“Music Unwound,” the $300,000 NEH initiative funding a consortium of adventurous orchestras, has two basic components. The first is contextualized thematic programming — it supports concerts that explore music from a variety of vantage points, including visual art and literature. The second is linkage — it supports connecting such programming with art museums, schools (grades 3 to 12), colleges, and universities.
The latest “Music Unwound” project was “Dvorak and America,” presented by the Pacific Symphony Youth Orchestra — a gifted aggregate of 100 high school musicians supervised by Southern California’s exceptional Pacific Symphony (long a national leader in thematic programming and new concert formats). The lead-up to the orchestra’s Dvorak concert included classroom presentations in three high schools and an elementary school. The concert itself comprised a first half — including a visual track and the bass-baritone Terry Cook — exploring the Dvorak story and the programmatic resonances of the New World Symphony. Part two of the concert was a performance of the symphony itself. The concert was attended by hundreds of students from the participating schools.
All four schools fall within the Irvine public school district, in which instrumental music is a longstanding high priority, thanks to support from Irvine Company. The high schools I visited all had multiple orchestras. The elementary school had both string and wind ensembles. What “Music Unwound” brought to these schools was a push toward integrating music education with music history — and also with American history and literature.
At one of the high schools, I was delighted to discover that my Dvorak presentation was attended by an American History class — whose teacher confided that the topics I addressed comprised “a hole in the curriculum.” These topics included three that I have long believed belong in any overview of the Gilded Age: Dvorak’s New World Symphony, Longfellow’s The Song of Hiawatha, and the paintings of Frederic Church. It was through this music, this poem, and these paintings that Americans in the late nineteenth century saw and defined themselves. I cannot imagine how anyone could study nineteenth century American history without recourse to such iconic cultural markers.

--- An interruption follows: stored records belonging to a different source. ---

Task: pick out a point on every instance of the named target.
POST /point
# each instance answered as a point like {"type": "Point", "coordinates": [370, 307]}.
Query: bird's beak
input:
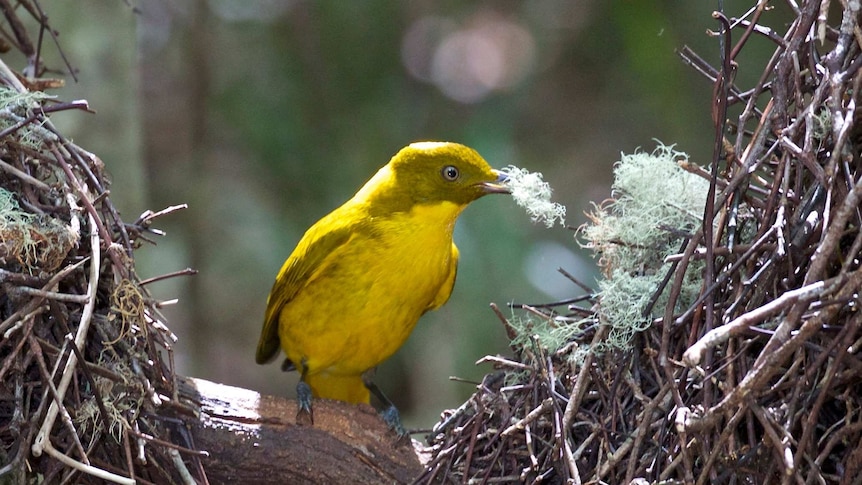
{"type": "Point", "coordinates": [498, 186]}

The participating music teachers felt empowered by the “Music Unwound” experience to amplify the impressive instrumental skills of their students with something more. There is a disconnect here that orchestras can help schools to address. In the Irvine, there are already prospective plans to link with the Pacific Symphony’s Rite of Spring festival next season. The next “Music Unwound” Dvorak festival will be presented by the Buffalo Philharmonic in April.